Novay_Z [31] · Answer 1 · 2021-12-22T02:14:57+03:00

Answer:

a) $\exists \, x \in C : O(x) = 0$

b) $\{ x \in C : O(x) = 1 \} \subseteq \{ x \in C : M(x) = 1 \}$

c) $\{ x \in C: M(x) = 1 \} = C$

d) $\{ x \in C : D(x) = 1 \} \, \cup \, \{x \in C : M(x) = 1 \} = C$

e) $\exists \, x \in C : M(x) = 1 \, \wedge D(x) = 1$

f) $\exists \, x \in C : O(x) = 1 \, \wedge M(x) = 0$

Step-by-step explanation:

M(x) = 1 if the person x came to the meeting, and 0 otherwise.

O(x) = 1 if the person is an officer of the club and 0 otherwise.

D(x) = 1 if the person has paid hid/her club dues and 0 otherwise.

Lets also call C the set given by the members of the club. C is the domain of the functions M, O and D.

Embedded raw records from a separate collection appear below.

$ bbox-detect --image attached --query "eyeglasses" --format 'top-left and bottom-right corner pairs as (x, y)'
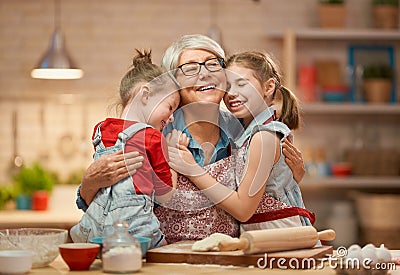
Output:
(178, 57), (225, 76)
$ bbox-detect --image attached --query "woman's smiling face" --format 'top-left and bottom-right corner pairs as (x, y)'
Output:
(176, 49), (226, 105)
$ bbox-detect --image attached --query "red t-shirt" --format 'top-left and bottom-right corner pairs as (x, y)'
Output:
(92, 118), (172, 196)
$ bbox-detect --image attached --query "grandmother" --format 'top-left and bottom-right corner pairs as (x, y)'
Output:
(77, 34), (305, 243)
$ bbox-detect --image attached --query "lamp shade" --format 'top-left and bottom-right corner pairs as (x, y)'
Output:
(31, 29), (83, 79)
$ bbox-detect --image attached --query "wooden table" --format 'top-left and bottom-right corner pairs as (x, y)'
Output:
(29, 254), (400, 275)
(29, 256), (336, 275)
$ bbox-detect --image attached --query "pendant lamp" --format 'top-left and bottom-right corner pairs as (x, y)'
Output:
(31, 0), (83, 79)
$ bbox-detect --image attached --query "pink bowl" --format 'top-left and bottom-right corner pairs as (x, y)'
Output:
(58, 243), (100, 270)
(331, 162), (351, 177)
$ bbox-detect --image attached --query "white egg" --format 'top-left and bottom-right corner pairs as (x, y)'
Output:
(361, 246), (378, 263)
(376, 244), (392, 262)
(347, 244), (361, 252)
(346, 248), (363, 263)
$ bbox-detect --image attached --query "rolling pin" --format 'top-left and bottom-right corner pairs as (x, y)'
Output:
(218, 226), (336, 254)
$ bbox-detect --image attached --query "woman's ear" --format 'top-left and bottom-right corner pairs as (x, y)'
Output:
(139, 85), (150, 105)
(264, 78), (276, 106)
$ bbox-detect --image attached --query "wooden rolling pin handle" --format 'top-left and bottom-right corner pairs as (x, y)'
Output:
(218, 238), (249, 251)
(318, 229), (336, 241)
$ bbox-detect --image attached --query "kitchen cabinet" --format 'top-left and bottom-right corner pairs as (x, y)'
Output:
(267, 29), (400, 245)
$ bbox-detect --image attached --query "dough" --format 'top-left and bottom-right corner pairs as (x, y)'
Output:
(192, 233), (237, 251)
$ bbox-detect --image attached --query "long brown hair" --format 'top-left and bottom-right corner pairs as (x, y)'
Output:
(226, 51), (301, 130)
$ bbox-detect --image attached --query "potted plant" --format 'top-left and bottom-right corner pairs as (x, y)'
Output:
(318, 0), (347, 28)
(14, 163), (55, 210)
(363, 64), (394, 103)
(372, 0), (399, 29)
(0, 183), (16, 210)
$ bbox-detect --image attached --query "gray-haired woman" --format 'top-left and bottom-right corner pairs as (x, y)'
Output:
(77, 34), (305, 242)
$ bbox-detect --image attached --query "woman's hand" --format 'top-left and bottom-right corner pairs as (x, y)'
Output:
(80, 151), (143, 205)
(282, 139), (306, 183)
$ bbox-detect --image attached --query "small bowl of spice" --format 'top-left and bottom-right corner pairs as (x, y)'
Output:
(58, 243), (100, 271)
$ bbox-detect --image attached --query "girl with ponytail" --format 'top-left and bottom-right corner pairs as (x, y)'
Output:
(169, 52), (315, 231)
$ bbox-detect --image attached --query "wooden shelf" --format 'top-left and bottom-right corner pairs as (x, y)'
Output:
(267, 29), (400, 42)
(267, 28), (400, 90)
(300, 176), (400, 189)
(302, 102), (400, 115)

a) If someone is not an officer, the there should be at least one value x such that O(x) = 0. This can be expressed by logic expressions this way

$\exists \, x \in C : O(x) = 0$

b) If all the officers came on time to the meeting, then for a value x such that O(x) = 1, we also have that M(x) = 1. Thus, the set of officers of the Club is contained on the set of persons which came to the meeting on time, this can be written mathematically this way:

$\{ x \in C : O(x) = 1 \} \subseteq \{ x \in C : M(x) = 1 \}$

c) If everyone was in time for the meeting, then C is equal to the set of persons who came to the meeting on time, or, equivalently, the values x such that M(x) = 1. We can write that this way:

$\{ x \in C: M(x) = 1 \} = C$

d) If everyone paid their dues or came on time to the meeting, then if we take the set of persons who came to the meeting on time and the set of the persons who paid their dues, then the union of the two sets should be the entire domain C, because otherwise there should be a person that didnt pay nor was it on time. This can be expressed logically this way:

$\{ x \in C : D(x) = 1 \} \, \cup \, \{x \in C : M(x) = 1 \} = C$

e) If at least one person paid their dues on time and came on time to the meeting, then there should be a value x on C such that M(x) and D(x) are both equal to 1. Therefore

$\exists \, x \in C : M(x) = 1 \, \wedge D(x) = 1$

f) If there is an officer who did not come on time for the meeting, then there should be a value x in C such that O(x) = 1 (x is an officer), and M(x) = 0. As a result, we have

$\exists \, x \in C : O(x) = 1 \, \wedge M(x) = 0$

I hope that works for you!